For dosages of abobotulinumtoxinA, de Sá Dantas Bezerra et al.²⁵ compared 300 U versus 500 U in a prospective, randomized study of 21 women with OAB, and they found at 12 weeks, there were similar dry rates of 91% and similar increases of 86 mL (300 U) and 71 mL (500 U) in maximum cytometric capacity, P = .27; however, by 24 weeks, 50% of patients given 300 U saw incontinence return compared to 0% given 500 U group. A similar trend in both groups at 24 weeks was seen in the Patient Global Impression of Improvement (PGI-I) scores. Because there was no significant difference in PVR at 4 weeks between 300 U (71.7 mL) and 500 U (96.5 mL) and no difference in UTI rates, these authors concluded that the 500-U dose was superior with a longer duration of effect and no increase in adverse events (AEs).

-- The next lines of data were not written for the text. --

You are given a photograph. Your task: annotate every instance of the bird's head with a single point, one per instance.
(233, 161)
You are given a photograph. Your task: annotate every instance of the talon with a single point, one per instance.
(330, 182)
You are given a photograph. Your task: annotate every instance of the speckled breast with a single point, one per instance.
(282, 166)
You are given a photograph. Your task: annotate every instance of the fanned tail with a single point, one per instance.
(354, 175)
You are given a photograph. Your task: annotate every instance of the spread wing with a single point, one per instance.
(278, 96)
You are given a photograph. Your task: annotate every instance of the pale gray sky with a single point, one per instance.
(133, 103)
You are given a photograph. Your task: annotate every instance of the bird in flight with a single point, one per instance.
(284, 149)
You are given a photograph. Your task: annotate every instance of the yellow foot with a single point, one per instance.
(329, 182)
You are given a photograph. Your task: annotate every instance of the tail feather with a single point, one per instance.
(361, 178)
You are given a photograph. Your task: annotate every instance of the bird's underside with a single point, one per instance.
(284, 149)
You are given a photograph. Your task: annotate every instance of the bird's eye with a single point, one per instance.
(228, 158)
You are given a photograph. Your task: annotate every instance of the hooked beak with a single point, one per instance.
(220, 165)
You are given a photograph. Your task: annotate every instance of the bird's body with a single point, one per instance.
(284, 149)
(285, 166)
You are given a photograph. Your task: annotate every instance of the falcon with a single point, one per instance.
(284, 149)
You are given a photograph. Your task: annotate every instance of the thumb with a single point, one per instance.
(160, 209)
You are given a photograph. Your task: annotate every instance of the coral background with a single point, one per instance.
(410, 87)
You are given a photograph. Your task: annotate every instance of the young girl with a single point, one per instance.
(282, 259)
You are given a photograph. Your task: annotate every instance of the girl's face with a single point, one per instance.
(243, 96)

Various techniques for the delivery of intradetrusor ona-BoNT-A have been studied to evaluate efficacy and AEs. These techniques compare supratrigonal-only versus inclusion of trigonal injections, and they evaluate different depths of injection. Earlier studies, including the FDA qualifying studies, advocated for supratrigonal injection to minimize the potential development of vesicoureteral reflux (VUR) from injections placed too close to the ureteral orifices.⁶,⁷ Kuo²⁶ compared delivering onaBoNT-A 100 U into either only the bladder body (n = 37), 75 U into the bladder body and 25 U into the trigone (n = 35), or 50 U into the bladder base and 50 U into the trigone (n = 33). The study enrolled 105 patients, including 57 women and 48 men, and all patients completed the injection and at least two follow-up visits. Success was defined as moderate or marked improvement in the patient’s perception of bladder condition. Kuo²⁶ found no significant differences between treatment success (72%) or dry rates (also 72%) among the groups at 3 months. Acute urinary retention was 6% overall with no difference between groups (P = .127), but the bladder base and trigone injection group had no retention and no patient with trigone injection developed VUR at 3 months. More recently, Jo et al.²⁷ performed a meta-analysis of eight studies (419 subjects), including the Kuo study, evaluating the effect of intradetrusor onaBoNT-A according to injection site. Compared to trigone sparing techniques, injecting onaBoNT-A into the trigone demonstrated significant symptom score (I-QOL and Overactive Bladder Symptom Score [OABSS]) improvement (P = .04), higher dryness rates (P = .002), and fewer UUIEs (P = .02). When comparing intradetrusor to suburothelial injection, there were no differences in the incidence of VUR, PVR, or UTIs. Jo et al.²⁷ concluded that injecting onaBoNT-A into the trigone was more efficacious that supratrigonal-only injections, and the risks of AEs was similar between techniques. Also, the depth of onaBoNT-A injection did not change either efficacy or safety.